DVDs In Brief: May 25, 2011

If ever there was a movie that didn’t justify the $50 three-disc deluxe-box-set treatment, it’s Gnomeo & Juliet (Buena Vista), a lazy, smug rewrite of Shakespeare’s romantic tragedy, now set among animated pottery garden gnomes who run around making pop-culture references and engaging in forbidden romance when their owners aren’t looking. Elton John co-produced, and his songs are laced throughout the film, which just makes it feel more instantly dated…

I Am Number Four (Buena Vista), the first film to result from James Frey’s creepy “fiction factory,” didn’t do too badly worldwide, with a $144 million take from an $80 million budget.

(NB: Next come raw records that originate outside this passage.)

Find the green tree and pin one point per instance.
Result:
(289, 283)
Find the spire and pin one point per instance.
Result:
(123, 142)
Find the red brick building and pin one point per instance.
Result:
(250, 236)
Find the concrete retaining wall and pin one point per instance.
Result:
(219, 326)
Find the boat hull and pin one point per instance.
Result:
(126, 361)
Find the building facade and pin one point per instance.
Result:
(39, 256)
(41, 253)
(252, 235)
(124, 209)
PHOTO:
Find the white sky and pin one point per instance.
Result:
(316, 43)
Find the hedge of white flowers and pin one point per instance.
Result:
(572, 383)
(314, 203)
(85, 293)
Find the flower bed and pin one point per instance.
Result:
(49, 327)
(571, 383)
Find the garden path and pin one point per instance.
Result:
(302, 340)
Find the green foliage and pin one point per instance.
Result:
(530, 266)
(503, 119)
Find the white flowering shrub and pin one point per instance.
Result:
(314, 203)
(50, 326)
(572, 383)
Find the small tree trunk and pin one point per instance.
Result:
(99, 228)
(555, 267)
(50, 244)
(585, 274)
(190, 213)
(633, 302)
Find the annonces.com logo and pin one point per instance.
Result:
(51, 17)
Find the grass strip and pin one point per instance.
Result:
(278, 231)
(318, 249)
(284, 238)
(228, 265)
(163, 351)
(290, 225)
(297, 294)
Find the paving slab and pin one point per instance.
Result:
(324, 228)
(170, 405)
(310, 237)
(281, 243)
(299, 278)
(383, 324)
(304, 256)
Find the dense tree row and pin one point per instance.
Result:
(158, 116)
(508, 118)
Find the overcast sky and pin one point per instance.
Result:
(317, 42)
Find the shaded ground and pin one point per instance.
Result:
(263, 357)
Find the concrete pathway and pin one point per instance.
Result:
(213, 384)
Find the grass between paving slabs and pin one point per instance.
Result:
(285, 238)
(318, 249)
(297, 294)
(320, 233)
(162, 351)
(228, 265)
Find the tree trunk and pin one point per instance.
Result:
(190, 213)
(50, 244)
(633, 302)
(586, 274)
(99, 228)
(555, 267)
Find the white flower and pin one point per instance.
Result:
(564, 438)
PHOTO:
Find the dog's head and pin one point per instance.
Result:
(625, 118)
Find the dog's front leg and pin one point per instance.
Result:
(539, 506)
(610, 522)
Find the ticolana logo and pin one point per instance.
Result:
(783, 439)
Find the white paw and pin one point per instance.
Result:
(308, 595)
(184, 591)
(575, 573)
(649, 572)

Still, that apparently isn’t enough to make this painfully generic science-fiction actioner into the Twilight-esque franchise-starter Frey had in mind, in spite of extensive, transparent thefts from the most au courant popular teen franchises of the past decade. Co-screenwriter Marti Noxon recently said plans for the sequel obviously set up by Number Four’s ending have been shelved for now…

Back in 2001, Israel’s Dover Koshashvili debuted with the brilliant domestic melodrama Late Marriage, but not much has been heard from him since. Now he’s returned in fine form with Anton Chekhov’s The Duel (Music Box), another marital drama that stages a Chekhov short story in settings resembling still-life paintings. Andrew Scott stars as a bitter, self-loathing bachelor who convinces a married woman to live with him, but plots to get rid of her before she finds out about her husband’s death and thinks about remarriage. The Duel never develops its behavioral observations into a thesis, but it’s a pleasure to spend time with these characters all the same… 

Anybody got 20 billion bucks on them? According to the dubious advocacy doc The End Of Poverty? (Cinema Libre), that’s all it would take to cut global poverty in half. Assertions like that throw the film’s credibility into question even before it’s ground down by simplistic solutions and the enervating earnestness that undermines many documentaries of its ilk.